2 Responses to Croydon’s Nimby housing minister’s targets just got tougher

  1. This decision & reasoning may cause the council an issue when Brick by Brick make their applications on the sites in South Norwood & Upper Norwood.

    It also makes the Councils Development plan, building homes in Shirley Oaks look politically motivated, I wish the Woodside Councillors had felt the need to defend the MOL & support residents when the Ryelands School proposals were bulldozed through planning.

    Like

  2. Rod Davies says:

    Hell, it’s a politicians perogative to hold two opposing views at any given moment, even more so when he or she is a minister. Hasn’t the leader of the opposition suddenly come around to the need for restrictions on migration while his party’s policy I believe remains to have an open labour market.
    Nevertheless, more housing is needed to address the current demand. Croydon’s plans preclude anything other than low density developments in most the borough.
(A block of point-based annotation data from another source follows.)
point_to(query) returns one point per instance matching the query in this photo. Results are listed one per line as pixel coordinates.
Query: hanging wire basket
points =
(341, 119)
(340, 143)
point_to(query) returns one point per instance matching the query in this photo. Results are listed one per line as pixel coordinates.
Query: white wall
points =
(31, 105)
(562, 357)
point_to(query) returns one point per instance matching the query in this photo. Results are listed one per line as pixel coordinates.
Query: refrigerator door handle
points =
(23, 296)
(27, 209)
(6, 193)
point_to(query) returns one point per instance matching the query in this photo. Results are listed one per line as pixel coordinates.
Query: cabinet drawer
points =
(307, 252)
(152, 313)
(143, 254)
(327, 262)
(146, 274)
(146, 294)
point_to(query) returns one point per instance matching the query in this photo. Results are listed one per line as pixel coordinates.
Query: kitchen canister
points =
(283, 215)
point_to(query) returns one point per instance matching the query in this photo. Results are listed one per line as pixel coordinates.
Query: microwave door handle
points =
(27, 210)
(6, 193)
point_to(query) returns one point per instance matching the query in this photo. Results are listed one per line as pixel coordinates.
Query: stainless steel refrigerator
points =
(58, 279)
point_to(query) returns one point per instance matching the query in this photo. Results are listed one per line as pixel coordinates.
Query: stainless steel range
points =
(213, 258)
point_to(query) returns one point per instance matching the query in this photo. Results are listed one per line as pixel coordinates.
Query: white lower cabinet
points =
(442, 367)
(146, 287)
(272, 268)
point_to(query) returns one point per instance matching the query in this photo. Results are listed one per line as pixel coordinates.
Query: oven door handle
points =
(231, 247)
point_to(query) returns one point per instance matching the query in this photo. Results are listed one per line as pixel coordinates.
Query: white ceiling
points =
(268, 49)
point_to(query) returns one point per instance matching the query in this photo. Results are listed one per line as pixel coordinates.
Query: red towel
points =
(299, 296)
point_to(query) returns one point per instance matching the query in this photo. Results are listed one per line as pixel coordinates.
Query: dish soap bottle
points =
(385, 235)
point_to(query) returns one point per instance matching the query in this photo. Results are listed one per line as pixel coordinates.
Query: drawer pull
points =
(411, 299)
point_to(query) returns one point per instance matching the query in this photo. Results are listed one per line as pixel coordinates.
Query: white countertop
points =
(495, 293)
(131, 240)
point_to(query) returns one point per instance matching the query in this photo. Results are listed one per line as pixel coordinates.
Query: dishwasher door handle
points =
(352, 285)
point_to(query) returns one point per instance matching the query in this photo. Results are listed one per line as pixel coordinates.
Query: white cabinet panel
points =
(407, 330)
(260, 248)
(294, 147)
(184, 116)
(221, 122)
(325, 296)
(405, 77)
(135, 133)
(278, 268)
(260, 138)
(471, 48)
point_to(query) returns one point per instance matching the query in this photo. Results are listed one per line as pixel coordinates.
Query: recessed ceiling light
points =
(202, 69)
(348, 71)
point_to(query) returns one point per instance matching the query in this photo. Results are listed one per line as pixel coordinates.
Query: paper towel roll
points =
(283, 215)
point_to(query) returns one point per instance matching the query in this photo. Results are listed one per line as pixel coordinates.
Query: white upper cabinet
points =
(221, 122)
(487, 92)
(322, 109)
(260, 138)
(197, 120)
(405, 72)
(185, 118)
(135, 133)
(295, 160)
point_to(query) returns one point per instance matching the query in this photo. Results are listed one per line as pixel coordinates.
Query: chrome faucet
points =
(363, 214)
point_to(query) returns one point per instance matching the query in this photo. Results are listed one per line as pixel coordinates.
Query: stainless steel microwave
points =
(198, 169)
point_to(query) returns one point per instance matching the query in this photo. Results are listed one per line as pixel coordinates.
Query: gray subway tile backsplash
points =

So if the government wants there to be more housing it has to force councils, like Croydon, to reverse its policies despite local opposition. All change has positive and negative consequences, and inevitably some people will lose some aspect of amenity if housing is built on what is currently green space. However, what is the cost of not building housing there? House prices that completely exclude the people we require to maintain the community (nurses, teachers, care workers of all kinds, retail workers, cooks & waiting staff etc etc) and just accept that we can’t have such services at the price we have been paying. Or create somekind of high density ghetto for these service people to reside, somewhere outside the borough and have them commute in and out every day? Where would these ghettos be located? Who would ultimately pay the commuting costs?
    What we need is a rational debate about how we house individuals and families who live and work in Croydon so that Croydon is a sustainable community. That debate needs to focus on the impact of the options available and the tough choices that have to be made.